Terwijl jongvolwassenen melding maken van sterke sociale banden en tevredenheid over hun vriendschappen, worstelen velen ook met gevoelens van eenzaamheid. Een nieuwe studie betwist het idee dat deze generatie fundamenteel geïsoleerd is, en onthult een complexer beeld van sociaal welzijn in een tijdperk dat wordt gekenmerkt door voortdurende verandering.

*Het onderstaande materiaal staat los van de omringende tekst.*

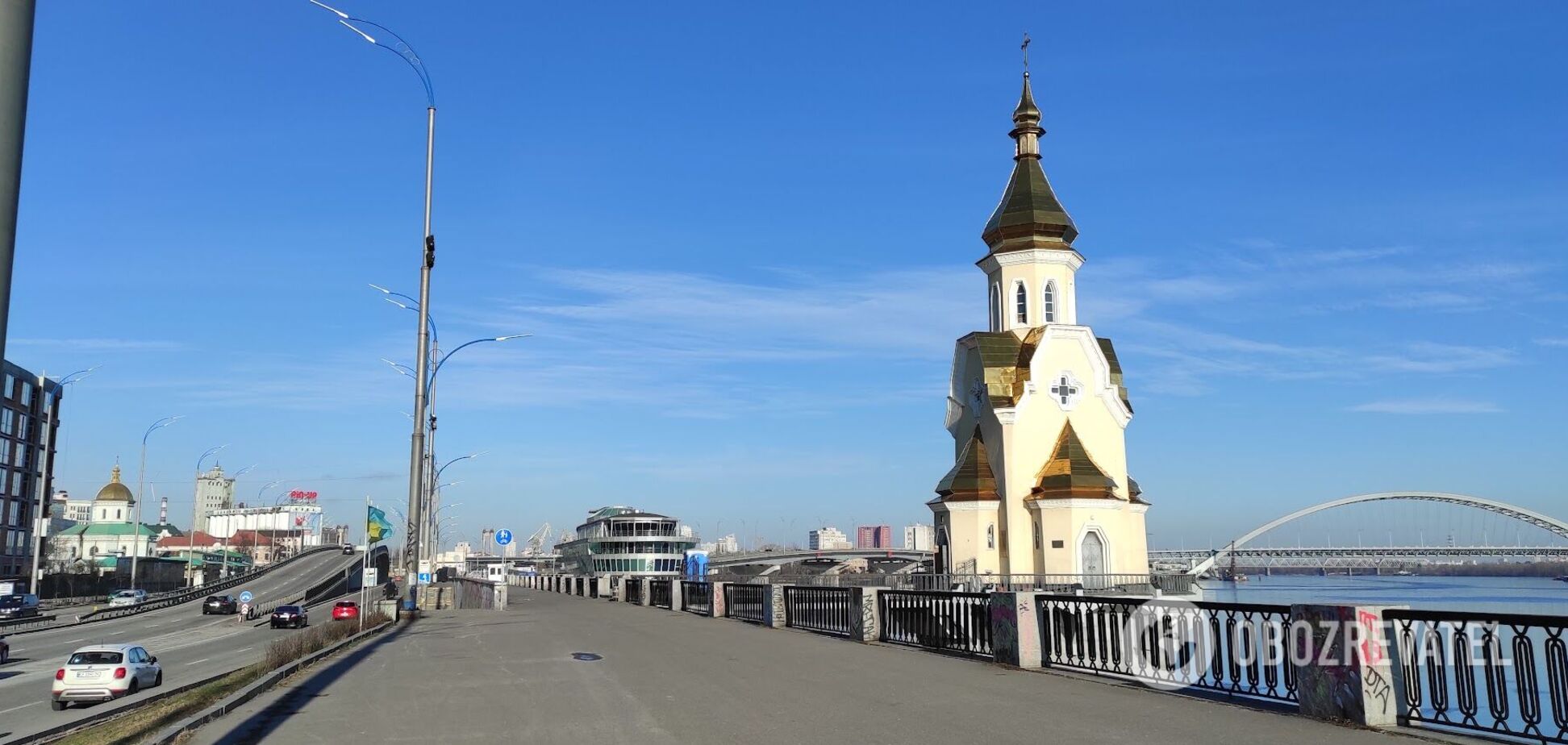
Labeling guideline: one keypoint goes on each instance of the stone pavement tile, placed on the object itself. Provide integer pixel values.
(674, 678)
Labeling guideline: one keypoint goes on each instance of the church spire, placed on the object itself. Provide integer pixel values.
(1029, 215)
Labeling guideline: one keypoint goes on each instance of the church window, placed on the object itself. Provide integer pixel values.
(996, 308)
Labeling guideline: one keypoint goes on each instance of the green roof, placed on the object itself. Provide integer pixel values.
(107, 529)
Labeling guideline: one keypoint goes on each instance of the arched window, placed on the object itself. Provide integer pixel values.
(996, 308)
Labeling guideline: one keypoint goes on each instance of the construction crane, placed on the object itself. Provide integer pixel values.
(535, 543)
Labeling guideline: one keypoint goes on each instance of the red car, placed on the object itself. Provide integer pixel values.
(345, 610)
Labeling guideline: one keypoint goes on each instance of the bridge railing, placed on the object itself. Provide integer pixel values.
(697, 598)
(747, 602)
(936, 620)
(1520, 660)
(1239, 650)
(820, 609)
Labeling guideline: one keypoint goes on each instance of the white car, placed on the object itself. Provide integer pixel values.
(104, 673)
(127, 598)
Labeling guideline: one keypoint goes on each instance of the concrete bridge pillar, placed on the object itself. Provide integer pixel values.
(1344, 664)
(1015, 630)
(865, 628)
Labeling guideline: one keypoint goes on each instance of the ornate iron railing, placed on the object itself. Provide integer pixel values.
(1495, 673)
(747, 602)
(697, 598)
(820, 609)
(1232, 648)
(659, 592)
(948, 622)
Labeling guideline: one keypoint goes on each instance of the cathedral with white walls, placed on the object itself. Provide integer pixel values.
(1036, 406)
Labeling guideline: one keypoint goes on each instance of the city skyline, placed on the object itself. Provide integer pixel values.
(1327, 318)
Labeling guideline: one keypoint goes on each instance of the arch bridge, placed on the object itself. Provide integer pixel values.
(1529, 516)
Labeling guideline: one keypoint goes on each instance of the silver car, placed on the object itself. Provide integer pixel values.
(104, 673)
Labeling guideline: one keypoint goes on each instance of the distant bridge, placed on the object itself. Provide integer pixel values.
(1365, 556)
(792, 556)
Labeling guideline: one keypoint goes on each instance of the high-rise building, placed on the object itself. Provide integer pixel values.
(1036, 408)
(24, 413)
(918, 537)
(214, 491)
(874, 537)
(827, 539)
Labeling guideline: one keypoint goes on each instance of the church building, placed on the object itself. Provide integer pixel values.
(1036, 405)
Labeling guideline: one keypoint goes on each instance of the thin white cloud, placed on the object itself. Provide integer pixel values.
(101, 343)
(1420, 406)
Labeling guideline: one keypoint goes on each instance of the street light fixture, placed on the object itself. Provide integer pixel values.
(141, 479)
(416, 477)
(46, 464)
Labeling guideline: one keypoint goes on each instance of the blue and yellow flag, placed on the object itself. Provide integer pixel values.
(377, 526)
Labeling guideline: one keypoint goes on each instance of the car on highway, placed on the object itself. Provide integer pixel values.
(294, 617)
(127, 598)
(18, 606)
(104, 673)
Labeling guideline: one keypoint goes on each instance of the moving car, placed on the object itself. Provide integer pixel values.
(127, 598)
(345, 610)
(104, 673)
(290, 615)
(18, 606)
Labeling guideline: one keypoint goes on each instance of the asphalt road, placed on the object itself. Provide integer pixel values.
(189, 645)
(661, 678)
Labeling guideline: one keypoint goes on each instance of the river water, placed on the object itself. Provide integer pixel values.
(1495, 595)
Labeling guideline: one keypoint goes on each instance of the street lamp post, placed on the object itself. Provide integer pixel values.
(141, 479)
(46, 464)
(416, 476)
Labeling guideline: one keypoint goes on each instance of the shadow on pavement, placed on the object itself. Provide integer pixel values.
(259, 725)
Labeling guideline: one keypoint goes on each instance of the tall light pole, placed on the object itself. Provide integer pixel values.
(416, 458)
(46, 464)
(141, 481)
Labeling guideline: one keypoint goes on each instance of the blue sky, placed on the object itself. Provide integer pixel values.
(1328, 242)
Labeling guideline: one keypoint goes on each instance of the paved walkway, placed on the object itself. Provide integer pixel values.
(674, 678)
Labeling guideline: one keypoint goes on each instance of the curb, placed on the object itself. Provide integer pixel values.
(94, 718)
(247, 693)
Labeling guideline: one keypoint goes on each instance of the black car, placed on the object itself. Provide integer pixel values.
(292, 617)
(220, 604)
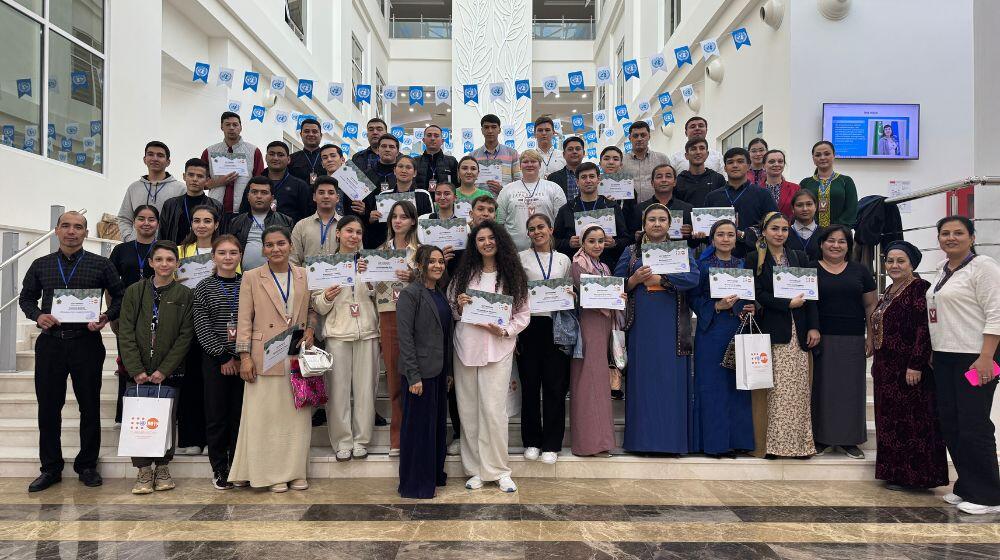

Uit onderzoek onder leiding van Jeffrey A. Hall van de Universiteit van Kansas blijkt dat voortdurende transities – van verhuizen naar het veranderen van baan en het aangaan van relaties – van invloed kunnen zijn op de sociale gezondheid, zelfs als ze omringd zijn door ondersteunende vrienden. De studie, gepubliceerd in PLOS One, ondervroeg bijna 5.000 Amerikanen in alle leeftijdsgroepen over hun sociale leven en recente levensveranderingen.
De paradox van verbinding
In tegenstelling tot het populaire verhaal dat jongvolwassenen afschildert als voortdurend gescheiden, blijkt uit dit onderzoek dat ze actief vriendschappen cultiveren en vertrouwen hebben in hun vermogen om nieuwe relaties op te bouwen. Toch geeft een aanzienlijk deel aan eenzaamheid te ervaren naast deze connecties. Dit suggereert dat alleen het hebben van vrienden niet de enige bepalende factor is voor sociaal welzijn; De manier waarop individuen omgaan met de onvoorspelbare veranderingen in het leven speelt een cruciale rol.
De auteurs stellen het concept van ‘ontologische veiligheid’ – een gevoel van voorspelbaarheid en verbondenheid – voor als een sleutelfactor in sociaal welzijn. Onzekerheid over de toekomst, zelfs binnen gevestigde vriendschappen, kan dit gevoel van stabiliteit uithollen. Frequente transities die inherent zijn aan de jongvolwassenheid – uitgestelde mijlpalen zoals trouwen of eigenwoningbezit – dragen bij aan dit gevoel van instabiliteit ondanks actieve sociale betrokkenheid.
Leeftijd, stabiliteit en sociale connectie
Interessant is dat oudere deelnemers een groter sociaal welzijn rapporteerden, ondanks dat ze minder vrienden hadden dan hun jongere tegenhangers. Hun netwerken werden gekenmerkt door een grotere stabiliteit, wat waarschijnlijk het gevoel van voorspelbaarheid weerspiegelde dat gepaard gaat met gevestigde carrières, relaties en huizen.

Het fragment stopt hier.